Le Président Bassirou Diomaye Faye a acté une réforme majeure en prolongeant le congé de maternité à 18 semaines. Si cette décision est saluée par les mères de famille, elle suscite une inquiétude légitime : le risque de voir la précarité des femmes salariées s’aggraver dans le secteur privé.
Un soulagement physiologique pour les mères sénégalaises
L’annonce de l’allongement du congé de maternité à 18 semaines répond à une demande pressante des travailleuses. Pour Mariama Kouyaté (nom d’emprunt), cette réforme est une nécessité absolue face aux réalités du post-partum.
« La maternité est très pénible et deux mois ne suffisent pas pour récupérer et s’occuper d’un nouveau-né qui passe souvent ses nuits à pleurer », témoigne-t-elle. Cette prolongation vise ainsi à offrir aux mamans le temps nécessaire pour stabiliser leur santé et celle de leur enfant avant de reprendre le chemin du bureau.

Quand la maternité devient un motif de licenciement déguisé
Malgré l’enthousiasme, la réalité du terrain dans le secteur privé est parfois brutale. De nombreux employeurs perçoivent encore la grossesse comme un frein à la productivité.

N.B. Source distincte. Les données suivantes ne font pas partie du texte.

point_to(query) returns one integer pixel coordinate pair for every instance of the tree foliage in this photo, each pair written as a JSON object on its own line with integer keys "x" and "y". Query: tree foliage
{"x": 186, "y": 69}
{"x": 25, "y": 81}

- Témoignage de Mariama : Licenciée sous un faux prétexte dès qu’elle a annoncé sa grossesse, son employeur souhaitant s’épargner le paiement des congés.
- Témoignage de Mame Diarra Faye : Mère de trois enfants, elle raconte n’avoir jamais été recontactée par ses supérieurs après ses accouchements, illustrant un système de « licenciement silencieux ».
Mame Sira Konaté, activiste féministe, tire la sonnette d’alarme : « Il faut bien encadrer cette loi avant sa promulgation pour éviter qu’elle ne devienne un piège menant au licenciement des femmes enceintes ».
L’avis de l’expert : « La loi protège la femme salariée »
Face à ces dérives, Ahmadou Diagne, spécialiste en Ressources Humaines à l’hôpital Albert Royer, tient à clarifier le cadre légal :
- Impact financier nul pour l’entreprise : C’est la Caisse de Sécurité Sociale qui prend en charge les indemnités de couches, se substituant ainsi à l’employeur.
- Suspension du contrat : Le congé de maternité suspend le contrat de travail ; aucun licenciement ne peut être légalement prononcé durant cette période.
- Appel à la dénonciation : En cas d’abus, les victimes doivent impérativement saisir l’inspection du travail.
Un besoin de protection juridique renforcé
L’allongement à 18 semaines, bien que salué comme une étape historique sous l’ère du Président Faye, doit impérativement s’accompagner de mesures de contrôle strictes. Pour que ce « cadeau » ne soit pas empoisonné, la loi devra garantir une protection infaillible contre les licenciements abusifs, assurant ainsi que la joie de la maternité ne soit plus synonyme de fin de carrière au Sénégal.